Media Credit: Glen Gutterson
John Aldrich, co-director of the Social Science Research Institute, said allowing the SSRI to hire its own faculty will make the center more flexible.

The Social Science Research Institute can now hire research faculty itself instead of relying on academic departments to fulfill its faculty needs.

Faculty and administrators discussed changes to the hiring policy for SSRI and affiliated centers at the Academic Council's first meeting of 2008 Thursday.

SSRI Co-director John Aldrich said giving SSRI flexibility in hiring its own faculty will allow it to expand its services and research.

The institute is an interdisciplinary institute that conducts social science research to "make the translation between theory and practice," according to its Web site.

"A reason we might be interested in the possibility of easily hiring a regular rank, non-tenure track faculty member is because we are beginning to offer certificate programs and other kinds of teaching opportunities," Aldrich said.

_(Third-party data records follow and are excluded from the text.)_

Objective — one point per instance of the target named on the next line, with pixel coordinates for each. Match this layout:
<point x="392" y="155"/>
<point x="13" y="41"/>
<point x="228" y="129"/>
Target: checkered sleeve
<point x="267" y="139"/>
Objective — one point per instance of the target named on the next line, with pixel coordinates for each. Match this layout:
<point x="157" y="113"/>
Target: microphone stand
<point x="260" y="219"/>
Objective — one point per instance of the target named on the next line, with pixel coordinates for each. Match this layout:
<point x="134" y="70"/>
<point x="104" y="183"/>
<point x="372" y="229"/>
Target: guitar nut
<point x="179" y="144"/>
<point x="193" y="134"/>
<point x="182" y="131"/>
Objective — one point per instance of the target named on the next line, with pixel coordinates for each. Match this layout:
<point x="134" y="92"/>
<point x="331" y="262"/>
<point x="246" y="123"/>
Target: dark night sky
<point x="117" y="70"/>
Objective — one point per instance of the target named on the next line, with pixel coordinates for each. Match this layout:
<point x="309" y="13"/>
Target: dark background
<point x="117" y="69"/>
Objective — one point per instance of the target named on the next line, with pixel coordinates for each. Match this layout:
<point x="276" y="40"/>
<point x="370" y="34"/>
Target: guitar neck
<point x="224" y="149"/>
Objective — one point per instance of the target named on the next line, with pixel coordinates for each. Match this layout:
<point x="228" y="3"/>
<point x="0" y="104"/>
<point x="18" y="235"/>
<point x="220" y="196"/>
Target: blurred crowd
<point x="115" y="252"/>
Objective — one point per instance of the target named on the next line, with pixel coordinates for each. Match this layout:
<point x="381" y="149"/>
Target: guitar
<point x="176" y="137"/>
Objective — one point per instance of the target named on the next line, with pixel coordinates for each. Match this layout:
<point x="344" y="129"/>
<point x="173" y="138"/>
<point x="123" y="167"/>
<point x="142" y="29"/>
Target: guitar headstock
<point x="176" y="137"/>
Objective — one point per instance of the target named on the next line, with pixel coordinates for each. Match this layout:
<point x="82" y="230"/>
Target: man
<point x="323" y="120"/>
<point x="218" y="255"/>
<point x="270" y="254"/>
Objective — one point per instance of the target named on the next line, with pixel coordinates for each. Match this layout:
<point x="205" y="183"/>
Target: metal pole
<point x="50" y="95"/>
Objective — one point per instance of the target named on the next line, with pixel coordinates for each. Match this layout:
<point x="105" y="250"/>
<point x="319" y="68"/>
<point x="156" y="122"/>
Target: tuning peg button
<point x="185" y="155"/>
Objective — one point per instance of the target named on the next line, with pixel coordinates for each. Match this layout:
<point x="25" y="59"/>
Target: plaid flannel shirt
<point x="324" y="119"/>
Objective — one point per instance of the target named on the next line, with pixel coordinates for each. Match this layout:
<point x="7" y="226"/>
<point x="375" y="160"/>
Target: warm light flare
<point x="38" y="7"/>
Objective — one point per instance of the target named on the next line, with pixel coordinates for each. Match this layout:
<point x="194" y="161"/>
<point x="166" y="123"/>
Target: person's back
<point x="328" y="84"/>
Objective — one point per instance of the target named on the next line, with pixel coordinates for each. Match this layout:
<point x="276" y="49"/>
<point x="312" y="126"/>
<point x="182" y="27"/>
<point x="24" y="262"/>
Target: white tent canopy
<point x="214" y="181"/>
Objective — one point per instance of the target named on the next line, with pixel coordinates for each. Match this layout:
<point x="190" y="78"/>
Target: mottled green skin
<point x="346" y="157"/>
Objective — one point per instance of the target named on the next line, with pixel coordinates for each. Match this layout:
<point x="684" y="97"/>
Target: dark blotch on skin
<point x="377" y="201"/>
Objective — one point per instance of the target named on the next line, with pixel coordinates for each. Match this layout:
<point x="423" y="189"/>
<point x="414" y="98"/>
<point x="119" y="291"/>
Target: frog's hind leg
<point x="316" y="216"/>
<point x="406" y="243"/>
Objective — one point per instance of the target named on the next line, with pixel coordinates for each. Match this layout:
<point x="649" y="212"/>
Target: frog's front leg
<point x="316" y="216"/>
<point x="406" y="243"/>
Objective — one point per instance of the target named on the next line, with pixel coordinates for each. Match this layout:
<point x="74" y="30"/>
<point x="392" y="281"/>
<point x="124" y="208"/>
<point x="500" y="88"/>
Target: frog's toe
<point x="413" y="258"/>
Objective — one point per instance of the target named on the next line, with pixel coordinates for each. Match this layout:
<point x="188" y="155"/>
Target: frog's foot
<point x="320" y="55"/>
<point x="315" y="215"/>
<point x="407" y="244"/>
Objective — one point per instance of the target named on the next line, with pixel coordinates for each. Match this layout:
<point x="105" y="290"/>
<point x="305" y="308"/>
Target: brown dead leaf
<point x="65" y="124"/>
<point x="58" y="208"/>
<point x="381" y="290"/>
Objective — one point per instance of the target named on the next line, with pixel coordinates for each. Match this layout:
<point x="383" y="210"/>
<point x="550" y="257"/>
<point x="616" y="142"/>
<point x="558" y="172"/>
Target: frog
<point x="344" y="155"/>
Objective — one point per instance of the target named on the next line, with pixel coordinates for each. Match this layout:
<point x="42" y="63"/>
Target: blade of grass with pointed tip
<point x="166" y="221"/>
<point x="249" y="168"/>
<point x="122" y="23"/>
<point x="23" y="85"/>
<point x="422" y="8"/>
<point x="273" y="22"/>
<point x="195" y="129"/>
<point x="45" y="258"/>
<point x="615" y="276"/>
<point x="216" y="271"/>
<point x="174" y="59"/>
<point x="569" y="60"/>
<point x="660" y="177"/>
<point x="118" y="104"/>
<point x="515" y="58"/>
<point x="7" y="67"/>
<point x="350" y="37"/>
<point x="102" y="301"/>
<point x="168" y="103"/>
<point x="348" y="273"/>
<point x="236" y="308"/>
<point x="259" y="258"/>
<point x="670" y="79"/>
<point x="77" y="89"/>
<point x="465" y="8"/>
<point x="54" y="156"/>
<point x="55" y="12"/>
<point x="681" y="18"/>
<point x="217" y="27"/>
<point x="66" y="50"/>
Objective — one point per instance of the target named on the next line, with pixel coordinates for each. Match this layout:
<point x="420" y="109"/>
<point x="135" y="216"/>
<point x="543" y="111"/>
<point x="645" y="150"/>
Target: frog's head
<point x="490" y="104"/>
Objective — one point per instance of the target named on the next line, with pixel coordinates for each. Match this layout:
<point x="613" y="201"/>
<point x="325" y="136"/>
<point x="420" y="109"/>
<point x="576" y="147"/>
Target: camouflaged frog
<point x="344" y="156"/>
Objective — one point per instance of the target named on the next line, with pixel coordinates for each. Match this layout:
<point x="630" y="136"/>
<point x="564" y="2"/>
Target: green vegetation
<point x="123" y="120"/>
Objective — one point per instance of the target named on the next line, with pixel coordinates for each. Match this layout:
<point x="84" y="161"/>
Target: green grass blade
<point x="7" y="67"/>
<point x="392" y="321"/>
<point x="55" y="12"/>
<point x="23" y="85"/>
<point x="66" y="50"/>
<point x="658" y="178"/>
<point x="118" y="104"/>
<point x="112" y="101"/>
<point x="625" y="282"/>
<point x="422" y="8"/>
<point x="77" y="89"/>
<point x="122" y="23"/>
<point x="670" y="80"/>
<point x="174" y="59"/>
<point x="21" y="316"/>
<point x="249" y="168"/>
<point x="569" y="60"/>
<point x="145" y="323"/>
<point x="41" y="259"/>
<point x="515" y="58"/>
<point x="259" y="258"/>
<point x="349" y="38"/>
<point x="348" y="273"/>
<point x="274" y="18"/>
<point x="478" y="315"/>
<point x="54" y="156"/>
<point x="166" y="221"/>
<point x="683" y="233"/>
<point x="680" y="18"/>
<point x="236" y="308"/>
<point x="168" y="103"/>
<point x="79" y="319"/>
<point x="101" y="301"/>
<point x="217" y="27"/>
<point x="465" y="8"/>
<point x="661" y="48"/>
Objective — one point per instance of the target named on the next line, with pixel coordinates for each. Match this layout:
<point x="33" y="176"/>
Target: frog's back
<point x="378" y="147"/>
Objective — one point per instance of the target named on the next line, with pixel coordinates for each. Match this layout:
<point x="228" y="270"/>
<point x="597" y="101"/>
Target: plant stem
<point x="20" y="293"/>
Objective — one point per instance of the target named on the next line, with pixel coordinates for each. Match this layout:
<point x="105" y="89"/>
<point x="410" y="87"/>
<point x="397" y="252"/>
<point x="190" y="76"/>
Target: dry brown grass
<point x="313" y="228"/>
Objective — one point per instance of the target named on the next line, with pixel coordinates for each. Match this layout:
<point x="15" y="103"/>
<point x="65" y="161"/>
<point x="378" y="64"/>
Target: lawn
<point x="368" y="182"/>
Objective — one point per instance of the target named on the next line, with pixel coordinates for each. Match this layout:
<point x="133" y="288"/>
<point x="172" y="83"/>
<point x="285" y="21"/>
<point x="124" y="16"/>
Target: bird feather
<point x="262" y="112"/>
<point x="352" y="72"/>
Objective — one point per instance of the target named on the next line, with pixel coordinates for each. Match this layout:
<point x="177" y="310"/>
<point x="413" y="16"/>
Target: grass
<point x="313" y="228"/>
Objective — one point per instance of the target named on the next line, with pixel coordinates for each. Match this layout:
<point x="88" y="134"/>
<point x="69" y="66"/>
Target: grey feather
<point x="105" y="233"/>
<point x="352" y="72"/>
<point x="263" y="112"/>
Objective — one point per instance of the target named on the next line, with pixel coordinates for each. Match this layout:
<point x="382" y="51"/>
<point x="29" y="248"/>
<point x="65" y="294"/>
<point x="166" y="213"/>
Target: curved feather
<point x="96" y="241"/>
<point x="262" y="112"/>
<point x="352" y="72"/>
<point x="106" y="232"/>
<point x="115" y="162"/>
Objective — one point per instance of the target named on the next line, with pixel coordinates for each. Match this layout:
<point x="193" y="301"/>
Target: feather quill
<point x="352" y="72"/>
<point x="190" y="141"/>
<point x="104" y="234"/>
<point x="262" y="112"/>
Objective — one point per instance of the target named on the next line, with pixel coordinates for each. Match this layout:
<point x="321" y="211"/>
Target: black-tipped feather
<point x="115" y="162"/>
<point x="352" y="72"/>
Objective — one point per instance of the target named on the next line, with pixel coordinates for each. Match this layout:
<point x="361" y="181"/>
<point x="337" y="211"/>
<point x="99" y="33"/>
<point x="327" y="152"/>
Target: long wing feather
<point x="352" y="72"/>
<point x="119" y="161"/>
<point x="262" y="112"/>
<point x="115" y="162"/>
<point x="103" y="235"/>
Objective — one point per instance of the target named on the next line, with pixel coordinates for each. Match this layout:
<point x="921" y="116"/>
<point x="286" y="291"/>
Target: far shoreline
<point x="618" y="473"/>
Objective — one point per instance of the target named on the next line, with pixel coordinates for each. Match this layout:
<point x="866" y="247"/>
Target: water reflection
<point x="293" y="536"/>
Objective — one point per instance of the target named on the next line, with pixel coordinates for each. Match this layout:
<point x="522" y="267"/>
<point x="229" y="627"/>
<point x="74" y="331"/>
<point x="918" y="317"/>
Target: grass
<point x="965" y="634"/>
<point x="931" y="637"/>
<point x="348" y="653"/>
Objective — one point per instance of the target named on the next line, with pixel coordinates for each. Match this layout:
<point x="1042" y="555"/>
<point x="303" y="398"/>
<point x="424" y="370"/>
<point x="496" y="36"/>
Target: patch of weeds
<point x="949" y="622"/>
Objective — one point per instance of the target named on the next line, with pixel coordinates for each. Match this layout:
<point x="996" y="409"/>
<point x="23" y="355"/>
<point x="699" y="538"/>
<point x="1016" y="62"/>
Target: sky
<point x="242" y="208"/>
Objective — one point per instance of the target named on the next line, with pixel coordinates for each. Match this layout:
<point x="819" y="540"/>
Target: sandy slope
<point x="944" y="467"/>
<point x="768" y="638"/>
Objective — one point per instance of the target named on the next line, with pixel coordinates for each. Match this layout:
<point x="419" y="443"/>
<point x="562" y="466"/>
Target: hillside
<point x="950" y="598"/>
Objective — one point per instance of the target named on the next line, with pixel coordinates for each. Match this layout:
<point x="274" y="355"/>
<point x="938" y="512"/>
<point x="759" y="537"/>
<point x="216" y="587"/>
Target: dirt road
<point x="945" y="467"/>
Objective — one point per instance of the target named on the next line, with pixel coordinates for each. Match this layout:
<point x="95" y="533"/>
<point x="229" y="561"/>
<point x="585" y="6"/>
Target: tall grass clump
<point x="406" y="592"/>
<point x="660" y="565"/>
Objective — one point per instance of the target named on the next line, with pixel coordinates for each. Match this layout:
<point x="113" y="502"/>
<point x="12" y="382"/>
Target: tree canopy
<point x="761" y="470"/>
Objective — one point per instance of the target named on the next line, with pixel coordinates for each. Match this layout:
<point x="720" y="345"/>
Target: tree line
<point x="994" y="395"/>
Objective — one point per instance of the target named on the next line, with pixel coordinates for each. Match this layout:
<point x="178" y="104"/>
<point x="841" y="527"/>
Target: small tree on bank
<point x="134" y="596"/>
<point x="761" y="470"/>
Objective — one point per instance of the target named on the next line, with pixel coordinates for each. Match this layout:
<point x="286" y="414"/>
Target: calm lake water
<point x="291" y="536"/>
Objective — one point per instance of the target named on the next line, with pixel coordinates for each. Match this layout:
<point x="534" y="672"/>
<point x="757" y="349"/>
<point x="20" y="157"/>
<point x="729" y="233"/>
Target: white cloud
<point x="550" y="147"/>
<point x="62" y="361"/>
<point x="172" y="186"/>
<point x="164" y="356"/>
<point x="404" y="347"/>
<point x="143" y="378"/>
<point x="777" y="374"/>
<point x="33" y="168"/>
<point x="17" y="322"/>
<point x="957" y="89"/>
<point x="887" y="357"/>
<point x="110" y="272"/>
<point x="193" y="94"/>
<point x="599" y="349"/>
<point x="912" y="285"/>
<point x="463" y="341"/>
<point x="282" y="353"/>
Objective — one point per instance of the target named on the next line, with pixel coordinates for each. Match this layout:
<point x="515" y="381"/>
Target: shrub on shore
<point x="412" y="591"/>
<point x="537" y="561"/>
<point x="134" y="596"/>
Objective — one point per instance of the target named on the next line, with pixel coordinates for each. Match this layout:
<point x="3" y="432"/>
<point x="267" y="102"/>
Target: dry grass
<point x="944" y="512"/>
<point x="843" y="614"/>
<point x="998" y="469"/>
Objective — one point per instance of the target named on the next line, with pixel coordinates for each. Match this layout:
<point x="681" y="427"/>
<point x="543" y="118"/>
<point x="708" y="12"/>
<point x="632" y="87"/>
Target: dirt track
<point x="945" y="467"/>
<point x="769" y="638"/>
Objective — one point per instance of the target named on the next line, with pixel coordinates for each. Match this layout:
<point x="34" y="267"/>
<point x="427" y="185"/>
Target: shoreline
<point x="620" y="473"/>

Before the changes, SSRI reached out to academic departments to fulfill teaching needs. But Aldrich said the institute needs faculty whose research interests are interdisciplinary and do not fall under a traditional academic department.

He added that flexibility to appoint its own faculty allows SSRI to better align its staff's experience with its research objectives. The proposal also affects SSRI's nine affiliated programs.

"The University institutes and centers are fundamentally interdisciplinary units, and they develop needs or specializations that sometimes don't match very well onto those of departments," Provost Peter Lange said.

He added that departments are often reticent to hire faculty members whose interests fit the interdisciplinary nature of University institutes and centers because those hires count against departmental faculty allocations.

"It creates a flexibility without impinging on the right of departments to determine who has regular rank, tenure track or tenure credentials in the institution," Lange said.

Council members raised concerns that bringing in regular rank, non-tenure track faculty members who teach courses will displace tenured and tenure-track faculty from the classroom.

As non-tenure track faculty, the new appointments will be reviewed periodically. Some members said this allows Duke to replace tenure-track faculty because the University is less committed to the careers of regular rank, non-tenure track faculty members.

"The instructional needs are in fact generated by the institutions themselves," Lange said. "There's no displacement because if [the institutions] can't [teach the courses], it just means the instructional need won't get met."

The new policy was approved by unanimous voice vote.



In other business:

Dan Rittschof, director of graduate studies in marine sciences and an associate professor of zoology, also presented a proposal to create a Ph.D. program in marine science and conservation. The council will vote on the proposal in its February meeting.